It is good to be home.  I feel the green grass in between my toes and look at all of the colors, pink, purple, and rust red that accessorize the trees. I am surrounded by familiar sounds, the southern drawls of strangers, the chatter of my family and friends. There isn’t the need of a navigation system because I know where I am. I relish these days, in the place I was born and raised, because I don’t have to offer explanations of who I am, offer cursory introductions of my husband and my daughter, and make small talk about nothing in particular.

It is being a part of my history that offers me comfort. There are no awkward silences in conversations. I make a joke and my sister tells me it isn’t funny, but I still laugh anyway. There is a heartiness in my chuckle because I am really feeling my laugh, the kind that makes your whole body shake.  I feel a bounce in my heart because I am enjoying this moment, aware of its temporary feeling, knowing that next week I will be back in the land of cacti and the landscape that matches my brown skin.

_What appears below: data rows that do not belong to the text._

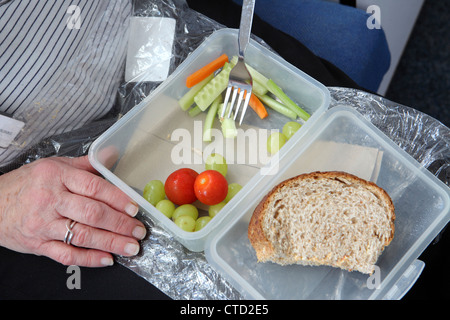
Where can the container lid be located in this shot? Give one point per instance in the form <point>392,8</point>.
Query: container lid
<point>340,140</point>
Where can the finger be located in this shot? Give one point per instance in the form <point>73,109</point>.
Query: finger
<point>90,185</point>
<point>99,215</point>
<point>82,163</point>
<point>92,238</point>
<point>70,255</point>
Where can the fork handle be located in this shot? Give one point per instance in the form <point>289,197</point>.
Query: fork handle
<point>245,25</point>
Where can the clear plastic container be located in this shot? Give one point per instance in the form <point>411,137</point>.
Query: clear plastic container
<point>341,140</point>
<point>142,146</point>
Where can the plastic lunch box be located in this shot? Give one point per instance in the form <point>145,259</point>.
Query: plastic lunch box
<point>143,144</point>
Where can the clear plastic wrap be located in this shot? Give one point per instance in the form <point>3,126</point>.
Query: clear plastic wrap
<point>164,262</point>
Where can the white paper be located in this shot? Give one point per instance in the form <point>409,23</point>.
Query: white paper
<point>9,129</point>
<point>149,49</point>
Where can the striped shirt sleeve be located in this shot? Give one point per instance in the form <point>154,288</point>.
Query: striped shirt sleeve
<point>56,74</point>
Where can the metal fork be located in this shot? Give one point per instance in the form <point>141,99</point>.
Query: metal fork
<point>240,79</point>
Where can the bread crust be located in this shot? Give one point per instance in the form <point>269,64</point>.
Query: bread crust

Time is giving me a giant hug and it envelops me. My daughter plays with the daughters and sons of my childhood friends, women I have known since I was ten years old.  At the same time, my husband is talking sports with his brother and his cousin, only the three of them understanding the language of their lingo. They are sitting on the couch, bantering, not needing anyone else to participate in the conversation. My sister and I are sharing stories of remember when and I am greeted with the click of my sister’s camera, because she always loves to take pictures of just about everything.

Home is happiness, but I am aware of how things have changed. I won’t be walking into my childhood home, expecting my father, sitting on the couch. There won’t be any visits to the hospital or to the oncologist, talking about another treatment plan or strategically planning the next course of action to tackle my father’s disease. I won’t be telling my father that things will work out.

I am still talking to my father, but in different ways.  I walk into places I know he has walked, restaurants and the like, partaking in the foods that he liked, reading the local paper, and eating donuts, something he absolutely love. I remember him in more serious ways. We attend a memorial service at the temple, marking the anniversary of his death, and friends and family come to honor him with us.  Every person I recognize, I knew my father would too, and I feel overwhelmed by gratitude for those who chose to help us remember him.

I don’t mind the ambivalence, switching from one emotion to another. It is because it is this place I call home, embracing what it is and what it has become.